With the war in the Middle East now in its fifth week, the price shock across Canada has been far from even.Christopher Katsarov/The Canadian Press
The failure of U.S. President Donald Trump to clarify how and when the Iran war might end caused oil futures to soar Thursday to their highest levels since 2022, while the spot price for physical North Sea crude spiked to levels last seen in 2008.
For Canadian drivers, the turmoil means even more pain at the pumps, adding to an average 33-per-cent jump in regular gasoline prices nationwide since before the war began.
But with the war now in its fifth week, the price shock across Canada has been far from even, with year-to-date prices up by nearly 55 per cent in Prince Albert, Sask., considerably more than some cities in B.C. and Quebec, according to a database of retail fuel prices maintained by the federal government.
The war has shut down almost all tanker traffic through the Strait of Hormuz, a narrow chokehold of sea in the Persian Gulf through which roughly 20 per cent of the world’s oil supply passes each day.
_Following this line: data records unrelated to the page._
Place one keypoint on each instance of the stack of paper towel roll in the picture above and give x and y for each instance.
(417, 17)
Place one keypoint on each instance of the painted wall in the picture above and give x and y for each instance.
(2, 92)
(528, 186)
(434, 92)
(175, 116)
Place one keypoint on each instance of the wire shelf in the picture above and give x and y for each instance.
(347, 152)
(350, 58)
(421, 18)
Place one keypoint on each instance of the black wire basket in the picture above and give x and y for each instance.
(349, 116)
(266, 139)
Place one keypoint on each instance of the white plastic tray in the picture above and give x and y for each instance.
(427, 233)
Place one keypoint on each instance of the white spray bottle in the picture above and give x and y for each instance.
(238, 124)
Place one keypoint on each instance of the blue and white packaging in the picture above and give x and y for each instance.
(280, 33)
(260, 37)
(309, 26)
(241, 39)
There is always a huge variance in oil prices in Canada, said Carol Montreuil, vice-president of the Canadian Fuels Association, which represents refiners and fuel retailers. He added that three main factors drive prices: fuel taxes, commodity markets (both global and regional) and local market competition.
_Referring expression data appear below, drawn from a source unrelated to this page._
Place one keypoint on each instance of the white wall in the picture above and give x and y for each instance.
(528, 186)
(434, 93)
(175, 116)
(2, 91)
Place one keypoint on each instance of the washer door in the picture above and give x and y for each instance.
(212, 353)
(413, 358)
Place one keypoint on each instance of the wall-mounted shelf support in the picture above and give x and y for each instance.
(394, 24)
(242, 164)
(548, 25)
For the most part, those cities that entered the current oil crisis with higher prices – particularly Vancouver and Victoria, where fuel taxes are highest – have experienced smaller price shocks than cities in Alberta and Saskatchewan that started from a lower base.
But as all cities see local prices climb higher, it’s putting Canadian consumers at a tipping point, said Mr. Montreuil.
“When you get into the $2 [a litre] range, as we are now in many cities in the country, that’s when you see people start to change their habits and demand drops,” he said.